Appliquant les règles de l’interprétation des lois, la saine gestion est probablement définie par « Exercer la saine gestion – Fondements, pratique et audit », 3e édition revue et augmentée, 2002 par Bernard Brault, F.Adm.A.,CMC en collaboration avec l’Ordre des administrateurs agréés du Québec. Voici un extrait de la préface de M. Thierry C. Pauchant, professeur titulaire de management aux HEC de Montréal, page xx.

« Les principes fondamentaux qui sont définis dans ce livre – la transparence, la continuité, l’efficience, l’équilibre, l’équité et l’abnégation – sont des principes d’éthique, des guides pratiques afin d’orienter l’action des administrateurs vers des solutions plus saines. »

Examinons très brièvement le premier principe. « La transparence regroupe des notions connues généralement sous les vocables de reddition de compte, d’honnêteté et d’exactitude de l’information transmise. » op.cit. page 61. Il me semble que ce principe dans le contexte du Code rappelle à l’ordre le système d’administration de la justice de la nécessité d’informations vraies et authentiques comme fondements des décisions et incite les acteurs à rechercher la vérité au-delà du débat en se transportant dans le domaine du dialogue conformément à l’éthique rigoureuse, par exemple, des scientifiques. Sinon, est-ce que les medias prendront la place des tribunaux? Voir la série d’articles dans The Gazette « Secret Society » du samedi l0 décembre 2011 et de la semaine suivante.

Ce rappel à l’ordre nous ramène aux moyens de promouvoir la coopération. «Un excellent moyen de promouvoir la coopération dans une société est d’apprendre aux gens à se préoccuper du bien-être d’autrui », Robert Axelrod, « Donnant, donnant » page 136. Dans le système des adversaires et de la contradiction, est-ce que les acteurs ont le moindre souci du bien-être d’autrui?
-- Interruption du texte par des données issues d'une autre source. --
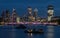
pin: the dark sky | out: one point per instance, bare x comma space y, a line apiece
21, 6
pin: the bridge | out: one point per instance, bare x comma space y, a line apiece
45, 23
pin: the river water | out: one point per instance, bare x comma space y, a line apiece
49, 32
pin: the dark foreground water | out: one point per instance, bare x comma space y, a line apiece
11, 32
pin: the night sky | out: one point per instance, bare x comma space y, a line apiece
21, 6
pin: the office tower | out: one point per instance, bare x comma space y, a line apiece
35, 13
29, 11
3, 16
14, 15
50, 12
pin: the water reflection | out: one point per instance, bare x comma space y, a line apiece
50, 31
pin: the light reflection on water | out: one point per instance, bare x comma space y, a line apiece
50, 32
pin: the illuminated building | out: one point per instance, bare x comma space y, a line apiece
50, 12
29, 11
3, 16
14, 15
18, 19
7, 16
35, 13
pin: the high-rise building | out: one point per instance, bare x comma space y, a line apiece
29, 11
14, 15
50, 12
35, 13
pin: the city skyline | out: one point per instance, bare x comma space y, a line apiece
21, 6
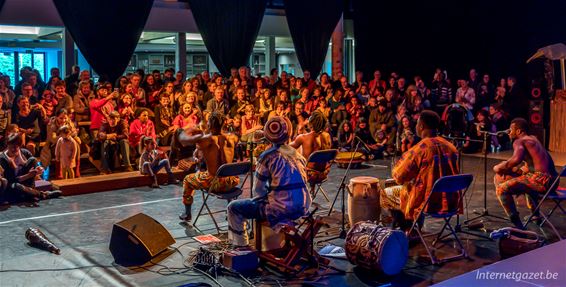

Comment apprendre aux gens le respect? En posant des gestes concrets, à partir d’un système valorisant le souci de l’autre?

Dans le dossier de Kitcisakik et celui de Attawapiskat, ce sont les Architectes d’urgence du Canada et la Croix-Rouge qui nous montrent la piste de résolution. Il y a donc espoir que la saine gestion contribuera à la saine justice, mais il reste beaucoup de pain sur la planche. Il nous incombe d’agir dans ce sens.